Dependencies - Run Tasks in Parallel¶
Dependencies in official documentation
Intro to Dependencies - Run Tasks in Parallel¶
Here is the Taskfile to follow along.
Open the working directory in terminal (I suggest you to use
./working_dir
)
Here's an important thing:
Dependencies in Taskfile is the easy way to do tasks in parallel.

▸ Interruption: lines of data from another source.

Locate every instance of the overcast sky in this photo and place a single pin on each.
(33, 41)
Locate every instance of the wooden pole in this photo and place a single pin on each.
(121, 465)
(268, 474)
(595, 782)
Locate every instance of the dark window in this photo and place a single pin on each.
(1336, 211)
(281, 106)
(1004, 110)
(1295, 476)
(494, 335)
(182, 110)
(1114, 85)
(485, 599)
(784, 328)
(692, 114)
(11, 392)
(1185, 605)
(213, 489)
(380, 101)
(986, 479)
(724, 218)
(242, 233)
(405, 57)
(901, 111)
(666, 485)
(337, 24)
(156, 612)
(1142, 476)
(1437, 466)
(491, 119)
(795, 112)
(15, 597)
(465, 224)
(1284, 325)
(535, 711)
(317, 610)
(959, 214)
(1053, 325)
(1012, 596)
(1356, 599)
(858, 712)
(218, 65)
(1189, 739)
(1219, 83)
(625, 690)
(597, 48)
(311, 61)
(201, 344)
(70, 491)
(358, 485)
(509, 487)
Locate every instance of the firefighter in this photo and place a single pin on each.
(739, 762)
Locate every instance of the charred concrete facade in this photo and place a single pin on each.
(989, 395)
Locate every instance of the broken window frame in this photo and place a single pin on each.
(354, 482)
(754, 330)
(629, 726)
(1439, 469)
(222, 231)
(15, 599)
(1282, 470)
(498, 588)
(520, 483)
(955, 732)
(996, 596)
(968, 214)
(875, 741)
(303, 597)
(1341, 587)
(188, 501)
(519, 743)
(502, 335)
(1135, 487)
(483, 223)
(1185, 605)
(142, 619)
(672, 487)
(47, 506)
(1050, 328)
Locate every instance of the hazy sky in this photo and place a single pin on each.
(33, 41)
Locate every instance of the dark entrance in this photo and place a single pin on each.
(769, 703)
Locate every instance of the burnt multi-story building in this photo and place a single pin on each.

It's convenient in order to speed up tasks. At the same time it adds a limitation:
dependencies shouldn't depend on each other.
Let's run something in parallel. Create a new taskfile: task --init
. Open it
with a text editor and add three new tasks there:
download:
desc: download datasets in parallel
deps:
- dataset1
- dataset2
dataset1:
desc: download dataset 1
cmds:
- wget https://eforexcel.com/wp/wp-content/uploads/2017/07/5000-Sales-Records.zip
dataset2:
desc: download dataset 2
cmds:
- wget https://eforexcel.com/wp/wp-content/uploads/2017/07/10000-Sales-Records.zip
The fisrt task calls the second and the third in parallel. Run it and see:
task download
.
Okay, now we have our datasets. But they are packed into zip archives.
Let's unpack them, also in parallel. Meanwhile we'll get familiar with an
alternative syntax for lists in taskfiles. Add tasks to the taskfile:
extract:
desc: extract datasets in parallel
deps: [extract1, extract2]
extract1:
desc: extract dataset 1
cmds:
- unzip 5000-Sales-Records.zip
extract2:
desc: extract dataset 2
cmds:
- unzip 10000-Sales-Records.zip
Note this line:
deps: [extract1, extract2]
It is equivalent to the list of lines starting with dashes like this:
deps:
- extract1
- extract2
I don't recommend to write commands in tasks in this form to keep them human
readable, but for list of dependencies it's fine, as it consists of short words.
There's another important thing about dependencies: they run before the
commands of the task that depend on them.
By the way, we will return to those datasets in further chapters.